Nathanael Charoensook: Got it. And what’s your expectation on the data expected in 2024? Do you anticipate to see a different level of efficacy in patients with moderate versus severe cough frequency, as you look at what change in cough frequency rather than the absolute changes.
Jennifer Good: Yes, David, do you want to talk a little bit about sort of the hypothesis around the study and what we’re trying to show with the different cough levels and things?
David Clark: I’d be happy to do that, Jennifer. So the information we have so far, and it is, as you know, it’s only from the CANAL study in IPF chronic cough population is that baseline cough frequency did not influence the efficacy signal. It was as robust in the subjects independent of that cough frequency. So that’s the only information we have going into this. And as you’re aware, there has been difficulty with peripheral-based mechanisms of action, getting the signal in that moderate population. But our information going into the study is that based on the IPF chronic cough, we didn’t see any evidence of the difference — a change based on baseline cough frequency.
Nathanael Charoensook: Got it. And do you plan to include efficacy endpoints that can capture, for example, like cough cluster or cough episodes appear to burden patients with RCC.
David Clark: I’m sorry, can you repeat that question?
Jennifer Good: Is that the cough clustering you’re asking about? And are we capturing some of that data?
Nathanael Charoensook: Yes.
Jennifer Good: Yes. And David, I think we have an ability to go back and do that analysis correct?
David Clark: We do — absolutely, we have that prespecified as analysis, which we will be conducting because as we have mentioned before, we believe — we think the primary end point for cough programs, we believe, will stay the same as it is right now, using 24-hour cough frequency, but there’s clinical relevance to these cough bouts by these different definitions. So we really want to study them in all of our studies moving forward. So we understand what sort of effects we’re having there, in addition to what we believe will be the registration endpoint.
Nathanael Charoensook: Alright. Thank you so much.
Jennifer Good: Thank you.
Operator: [Operator Instructions] The next question comes from Mayank Mamtani from B. Riley Securities. Please go ahead.
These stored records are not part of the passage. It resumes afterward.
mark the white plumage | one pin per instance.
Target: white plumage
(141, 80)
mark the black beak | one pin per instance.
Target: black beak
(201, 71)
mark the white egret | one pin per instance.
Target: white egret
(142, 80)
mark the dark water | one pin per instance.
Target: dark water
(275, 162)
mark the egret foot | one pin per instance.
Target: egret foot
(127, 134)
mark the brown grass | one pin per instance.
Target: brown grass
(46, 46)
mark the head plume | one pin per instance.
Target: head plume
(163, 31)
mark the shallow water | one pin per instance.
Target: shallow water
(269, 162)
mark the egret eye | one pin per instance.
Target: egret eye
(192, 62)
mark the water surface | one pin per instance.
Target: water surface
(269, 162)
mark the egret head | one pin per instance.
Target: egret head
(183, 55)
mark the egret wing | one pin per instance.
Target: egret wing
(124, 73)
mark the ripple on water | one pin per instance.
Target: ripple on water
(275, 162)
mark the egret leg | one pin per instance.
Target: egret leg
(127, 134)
Mayank Mamtani: Good afternoon, team. Thanks for taking our questions, and congrats on the progress. So just maybe on the SSRE for the CORAL trial. If you could just maybe clarify the statistical assumption for placebo as well as, I guess, the top dose you’re looking to show separation against. Just maybe how many patients, what sort of effect size and p-value. And also, are there any baseline characteristics that could be different between CORAL than CANAL that we should be aware of? And then I have a quick follow-up.
Jennifer Good: David, do you want to take that?
David Clark: I’m happy to do that, Jennifer. So in terms of the inclusion criteria, we did not change them. So the way we are selecting the IPF chronic cough population is the same as we utilized in CANAL. I mean the main difference, as you know, is it’s a global program. So the — there is the potential for some differences there. We will see in the study. So the assumptions we made for the SSRE, the end of 160, so that’s 40 per group. That is based on an effect size of active drug above placebo on top of the placebo effect. So the separation on top of placebo effect of 36%. We’ve got more than 80% power going into the study with the end of 160, 40 per group. The top end of the sample size that we are allowed to go to, we said at 160, we can go up to 400.